Donald Trump Jr. and Bettina Anderson
Youtube Screenshot/E! News

Donald Trump Jr's wedding venue could end up being one of the most controversial building projects in Washington. This is after reports emerged this week that he and fiancée Bettina Anderson are considering tying the knot at the White House, possibly inside President Donald Trump's still-disputed new ballroom project.

For context, the couple announced their engagement in December during a White House holiday event, where Trump Jr publicly thanked Anderson for saying 'yes'.

Since then, speculation around their wedding has been less about romance and more about Trump-family optics. A White House wedding is rare enough. A White House wedding linked to a ballroom that a federal judge says may not even be lawfully completed is another matter entirely.

Donald Trump Jr.'s Wedding Venue

According to The Independent, the White House has been floated as a serious option for the wedding, even though many assumed the couple would simply opt for Mar-a-Lago, where the Trump family has staged much of its public and private pageantry.

One source said the ballroom 'probably has to be finished', which rather neatly captures the problem. The room in question is not yet a gleaming venue.
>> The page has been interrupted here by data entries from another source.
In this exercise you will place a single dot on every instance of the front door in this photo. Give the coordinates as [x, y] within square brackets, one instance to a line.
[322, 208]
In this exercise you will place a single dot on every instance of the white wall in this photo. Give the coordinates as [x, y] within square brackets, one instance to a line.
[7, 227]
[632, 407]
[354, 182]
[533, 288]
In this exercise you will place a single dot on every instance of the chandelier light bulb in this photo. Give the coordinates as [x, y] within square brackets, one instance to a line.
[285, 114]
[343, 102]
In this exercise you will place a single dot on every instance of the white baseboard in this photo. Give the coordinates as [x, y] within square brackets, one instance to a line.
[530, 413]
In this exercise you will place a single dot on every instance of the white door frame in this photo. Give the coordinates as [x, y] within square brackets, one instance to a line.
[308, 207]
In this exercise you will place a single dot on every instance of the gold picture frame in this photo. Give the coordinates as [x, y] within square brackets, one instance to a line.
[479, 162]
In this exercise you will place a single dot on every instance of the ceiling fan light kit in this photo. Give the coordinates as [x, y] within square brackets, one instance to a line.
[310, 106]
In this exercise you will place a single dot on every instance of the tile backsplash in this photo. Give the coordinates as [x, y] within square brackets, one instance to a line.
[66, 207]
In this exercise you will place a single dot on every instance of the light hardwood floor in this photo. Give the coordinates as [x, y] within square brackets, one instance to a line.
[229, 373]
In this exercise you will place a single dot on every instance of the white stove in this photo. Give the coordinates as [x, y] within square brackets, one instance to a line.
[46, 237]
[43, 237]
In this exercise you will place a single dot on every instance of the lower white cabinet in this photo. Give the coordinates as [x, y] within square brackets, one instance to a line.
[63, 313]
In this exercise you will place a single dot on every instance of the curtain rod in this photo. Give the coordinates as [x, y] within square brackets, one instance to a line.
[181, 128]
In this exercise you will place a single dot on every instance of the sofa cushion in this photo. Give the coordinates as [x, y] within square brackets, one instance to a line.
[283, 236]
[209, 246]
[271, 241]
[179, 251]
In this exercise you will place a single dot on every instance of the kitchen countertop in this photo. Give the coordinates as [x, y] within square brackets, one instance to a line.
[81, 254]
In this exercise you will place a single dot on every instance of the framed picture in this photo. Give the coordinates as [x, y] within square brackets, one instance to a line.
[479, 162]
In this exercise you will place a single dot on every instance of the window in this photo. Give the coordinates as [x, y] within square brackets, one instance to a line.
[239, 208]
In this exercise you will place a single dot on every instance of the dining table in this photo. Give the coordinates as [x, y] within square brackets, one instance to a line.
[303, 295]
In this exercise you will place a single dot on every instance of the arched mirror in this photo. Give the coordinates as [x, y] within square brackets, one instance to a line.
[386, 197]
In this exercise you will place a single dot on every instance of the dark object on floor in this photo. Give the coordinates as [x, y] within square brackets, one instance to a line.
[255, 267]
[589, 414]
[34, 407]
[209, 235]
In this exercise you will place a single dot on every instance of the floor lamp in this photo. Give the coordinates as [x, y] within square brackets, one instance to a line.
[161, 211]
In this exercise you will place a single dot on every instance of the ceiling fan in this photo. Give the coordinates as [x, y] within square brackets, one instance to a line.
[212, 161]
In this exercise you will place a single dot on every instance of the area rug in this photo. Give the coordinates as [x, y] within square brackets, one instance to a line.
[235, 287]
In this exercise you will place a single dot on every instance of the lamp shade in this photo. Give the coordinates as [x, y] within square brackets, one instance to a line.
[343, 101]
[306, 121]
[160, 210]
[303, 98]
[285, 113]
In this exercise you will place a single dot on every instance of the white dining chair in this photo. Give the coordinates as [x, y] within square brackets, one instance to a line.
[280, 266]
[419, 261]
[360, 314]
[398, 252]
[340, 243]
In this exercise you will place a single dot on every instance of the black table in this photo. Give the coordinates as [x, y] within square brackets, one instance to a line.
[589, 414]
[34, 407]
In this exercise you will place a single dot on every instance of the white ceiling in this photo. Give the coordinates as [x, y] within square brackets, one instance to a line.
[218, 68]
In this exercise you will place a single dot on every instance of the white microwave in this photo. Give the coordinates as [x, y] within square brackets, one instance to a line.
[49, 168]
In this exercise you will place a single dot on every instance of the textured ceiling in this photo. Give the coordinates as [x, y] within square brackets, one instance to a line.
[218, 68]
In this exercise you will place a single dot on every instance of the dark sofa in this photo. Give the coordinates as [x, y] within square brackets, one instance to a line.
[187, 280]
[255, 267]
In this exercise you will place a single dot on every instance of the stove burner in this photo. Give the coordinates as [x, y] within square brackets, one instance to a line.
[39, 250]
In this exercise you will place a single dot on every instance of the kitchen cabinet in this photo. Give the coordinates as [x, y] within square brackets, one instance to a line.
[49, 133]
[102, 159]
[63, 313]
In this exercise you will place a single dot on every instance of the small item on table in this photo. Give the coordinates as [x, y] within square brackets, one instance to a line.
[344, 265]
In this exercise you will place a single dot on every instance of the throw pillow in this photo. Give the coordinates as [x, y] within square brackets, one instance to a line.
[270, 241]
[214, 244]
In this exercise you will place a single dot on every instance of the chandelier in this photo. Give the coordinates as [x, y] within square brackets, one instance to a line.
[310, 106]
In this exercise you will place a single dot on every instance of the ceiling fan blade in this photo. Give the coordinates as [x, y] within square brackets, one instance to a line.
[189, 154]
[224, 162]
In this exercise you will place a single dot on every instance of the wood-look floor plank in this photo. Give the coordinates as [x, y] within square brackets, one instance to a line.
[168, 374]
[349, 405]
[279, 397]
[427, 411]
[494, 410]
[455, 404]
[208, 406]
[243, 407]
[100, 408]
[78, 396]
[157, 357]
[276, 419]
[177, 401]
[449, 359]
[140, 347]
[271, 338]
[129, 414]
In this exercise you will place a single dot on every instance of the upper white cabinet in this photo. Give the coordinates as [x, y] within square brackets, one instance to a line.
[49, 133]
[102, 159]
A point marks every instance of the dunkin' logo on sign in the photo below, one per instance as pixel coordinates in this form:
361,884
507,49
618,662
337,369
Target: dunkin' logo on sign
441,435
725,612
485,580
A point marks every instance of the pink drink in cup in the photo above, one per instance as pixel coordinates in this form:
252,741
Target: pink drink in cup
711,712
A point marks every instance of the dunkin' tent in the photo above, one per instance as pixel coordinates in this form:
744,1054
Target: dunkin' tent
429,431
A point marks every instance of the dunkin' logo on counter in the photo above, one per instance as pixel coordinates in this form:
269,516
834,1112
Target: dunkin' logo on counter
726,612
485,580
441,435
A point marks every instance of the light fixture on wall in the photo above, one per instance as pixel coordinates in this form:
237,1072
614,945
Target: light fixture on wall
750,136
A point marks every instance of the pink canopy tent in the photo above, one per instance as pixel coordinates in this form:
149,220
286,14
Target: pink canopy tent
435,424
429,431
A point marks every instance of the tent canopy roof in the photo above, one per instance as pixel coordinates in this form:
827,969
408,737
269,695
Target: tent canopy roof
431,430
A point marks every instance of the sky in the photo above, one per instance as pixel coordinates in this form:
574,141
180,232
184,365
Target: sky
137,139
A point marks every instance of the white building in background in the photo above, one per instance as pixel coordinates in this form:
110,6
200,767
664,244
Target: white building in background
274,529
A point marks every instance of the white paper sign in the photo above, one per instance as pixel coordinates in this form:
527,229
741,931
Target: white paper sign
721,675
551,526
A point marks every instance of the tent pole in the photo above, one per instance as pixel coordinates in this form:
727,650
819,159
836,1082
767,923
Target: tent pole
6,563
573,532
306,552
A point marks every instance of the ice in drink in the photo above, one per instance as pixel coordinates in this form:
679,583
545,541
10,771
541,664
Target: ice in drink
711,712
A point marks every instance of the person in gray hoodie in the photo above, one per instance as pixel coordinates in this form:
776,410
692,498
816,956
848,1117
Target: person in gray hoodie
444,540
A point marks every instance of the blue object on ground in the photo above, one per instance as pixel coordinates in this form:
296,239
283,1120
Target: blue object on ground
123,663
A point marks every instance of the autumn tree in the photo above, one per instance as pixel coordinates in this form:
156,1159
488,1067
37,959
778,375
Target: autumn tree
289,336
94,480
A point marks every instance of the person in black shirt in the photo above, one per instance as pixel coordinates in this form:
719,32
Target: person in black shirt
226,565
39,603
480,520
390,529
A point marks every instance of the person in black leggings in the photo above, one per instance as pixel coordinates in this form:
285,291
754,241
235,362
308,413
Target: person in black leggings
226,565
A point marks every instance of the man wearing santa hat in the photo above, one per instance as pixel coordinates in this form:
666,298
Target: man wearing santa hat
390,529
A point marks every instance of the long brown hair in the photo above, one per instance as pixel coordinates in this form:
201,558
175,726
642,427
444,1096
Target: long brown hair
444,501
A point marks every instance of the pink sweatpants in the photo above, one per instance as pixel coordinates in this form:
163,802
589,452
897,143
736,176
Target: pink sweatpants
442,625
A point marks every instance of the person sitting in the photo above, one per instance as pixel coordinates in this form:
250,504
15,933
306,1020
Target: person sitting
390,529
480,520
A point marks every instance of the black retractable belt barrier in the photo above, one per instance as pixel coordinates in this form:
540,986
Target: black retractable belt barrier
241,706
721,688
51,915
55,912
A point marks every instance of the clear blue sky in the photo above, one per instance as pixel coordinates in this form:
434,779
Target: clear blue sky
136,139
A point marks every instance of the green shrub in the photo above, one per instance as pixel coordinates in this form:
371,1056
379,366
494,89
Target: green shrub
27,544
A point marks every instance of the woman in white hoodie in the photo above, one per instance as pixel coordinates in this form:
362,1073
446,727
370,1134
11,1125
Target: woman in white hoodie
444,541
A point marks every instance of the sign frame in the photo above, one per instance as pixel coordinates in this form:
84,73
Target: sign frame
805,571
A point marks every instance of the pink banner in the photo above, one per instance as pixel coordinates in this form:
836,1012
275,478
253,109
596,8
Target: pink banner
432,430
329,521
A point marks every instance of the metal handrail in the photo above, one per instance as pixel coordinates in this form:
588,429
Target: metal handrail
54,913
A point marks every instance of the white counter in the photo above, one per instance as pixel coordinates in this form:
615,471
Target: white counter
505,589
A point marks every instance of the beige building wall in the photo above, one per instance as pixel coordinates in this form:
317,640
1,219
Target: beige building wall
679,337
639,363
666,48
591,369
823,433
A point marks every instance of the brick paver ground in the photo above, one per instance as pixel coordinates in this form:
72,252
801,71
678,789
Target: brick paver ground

It is a legal headache with chandeliers in waiting.

Trump's ballroom project has already become one of the most eyebrow-raising White House alterations of his presidency. The plan, valued at £303 million ($400 million), has faced scrutiny not just because of its cost and scale, but because of whether the president can push it forward without congressional approval. But a federal judge already ruled that he cannot.

The Trump administration appealed almost immediately, arguing the ruling poses 'grave national-security harms' to the White House, the president, and his staff. Trump, in his usual register, also lashed out online and insisted the judge was 'WRONG!'

As of early April 2026, the project is still tied up in a legal fight, even though a key planning commission has already approved it.

A Political Move

There is also the not-so-subtle political angle. One source suggested that a White House wedding could help position Trump Jr and Anderson for 'future political roles'. That line is doing quite a lot of work, but it is not hard to see the calculation.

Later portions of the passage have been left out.